5)I wouldn't be surprised if the train companies have some sort of policy where if more than X% of the units inspected totally fail, or have more than x defects on average, they refuse to accept the lot (what would work against this is obvious, would mean delays in shipping..but then again, given we see the delays we do now, it probably is happening)
I can guarantee you right now, with about 99% surety, that there is little to no feedback to those designing or building the units. In a quality process this is critical, because otherwise you end up repeating the same crap time and again,no matter how many inspectors you have. If you have, for example, circuit boards where the way the unit is designed the unit is subject to heat or other things that will harm it, it is likely to fail (Ford in the early days of the ECU units on car engines, they were using CMOS components [probably for low power consumption] and they had the unit mounted in the engine compartment, which is not a great idea, they soon learned their lesson on that)......

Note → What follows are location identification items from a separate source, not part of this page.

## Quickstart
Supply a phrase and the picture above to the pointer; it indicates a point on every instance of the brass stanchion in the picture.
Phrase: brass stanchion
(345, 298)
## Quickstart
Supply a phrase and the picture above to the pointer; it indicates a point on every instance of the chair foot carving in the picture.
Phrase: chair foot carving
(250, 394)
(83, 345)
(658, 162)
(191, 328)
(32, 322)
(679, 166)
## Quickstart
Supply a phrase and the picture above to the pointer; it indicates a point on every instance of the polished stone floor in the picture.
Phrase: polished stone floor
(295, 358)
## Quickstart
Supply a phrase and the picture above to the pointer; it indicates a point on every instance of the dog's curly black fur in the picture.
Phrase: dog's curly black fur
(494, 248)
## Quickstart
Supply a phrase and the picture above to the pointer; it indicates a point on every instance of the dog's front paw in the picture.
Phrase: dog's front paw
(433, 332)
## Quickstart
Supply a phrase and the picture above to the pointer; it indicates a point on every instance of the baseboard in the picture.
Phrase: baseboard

More importantly, you don't just chuck defective parts in a quality process, any defect, especially common ones, you start asking why...is it hard to build? Are the workers untrained? Is the equipment making the part bad? If it is a supplier, you ask them why?

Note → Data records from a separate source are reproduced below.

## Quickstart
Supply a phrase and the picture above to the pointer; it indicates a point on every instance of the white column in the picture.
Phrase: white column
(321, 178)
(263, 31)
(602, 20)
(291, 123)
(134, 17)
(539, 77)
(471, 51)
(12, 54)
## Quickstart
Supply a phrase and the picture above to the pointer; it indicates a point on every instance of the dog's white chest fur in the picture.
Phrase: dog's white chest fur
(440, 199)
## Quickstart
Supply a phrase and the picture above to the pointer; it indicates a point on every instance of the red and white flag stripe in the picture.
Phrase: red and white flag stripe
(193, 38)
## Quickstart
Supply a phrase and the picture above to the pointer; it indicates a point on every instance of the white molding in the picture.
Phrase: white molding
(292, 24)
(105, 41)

Standard practice for many years in the auto industry with parts was as I explained above, if you had a defective part you threw it in the defective bin, if more than X% of the parts were defective, you sent them back to the supplier and refused to pay for that load (they had enough inventory where they could do that)......problem is, that would be shrugged off on both ends as being the cost of business.
On a quality assembly line, if something doesn't fit or is obviously defective, the worker is allowed to literally stop the assembly line, and they find out why it isn't working right.
Put it this way, on a quality focused process, there is no such thing as a rebuild area in an assembly line, in the US they used to spend 50% of their floor space and time fixing cars that came off the line, today that doesn't exist.
Again, the model of the toy trains is much the same as existed with the auto industry here, basically, their attitude was if things break, the dealer network would take care of it. That worked because people resigned themselves to that model, the way we do with these trains, but when faced with better quality cars that they didn't need to spend their lives in the dealership with, they jumped ship..but as we have talked about ad infinitum, there is no such thing going to happen with these trains, no matter how expensive.
It sounds to me (since I haven't bought a whole heck of a lot of train stuff in recent years) like Lionel (and I would presume MTH) at least try and make their repair services responsive, but if you look at it, Mike Regan telling people they have to glue in a bearing or giving advice on fixing stuff looks kind of weird, it would be like GM telling a customer how to replace the ignition switch on their car or telling them if the door handle falls off, to use crazy clue to fix it......but with trains, being low volume, kind of fringe product, they can get away with this.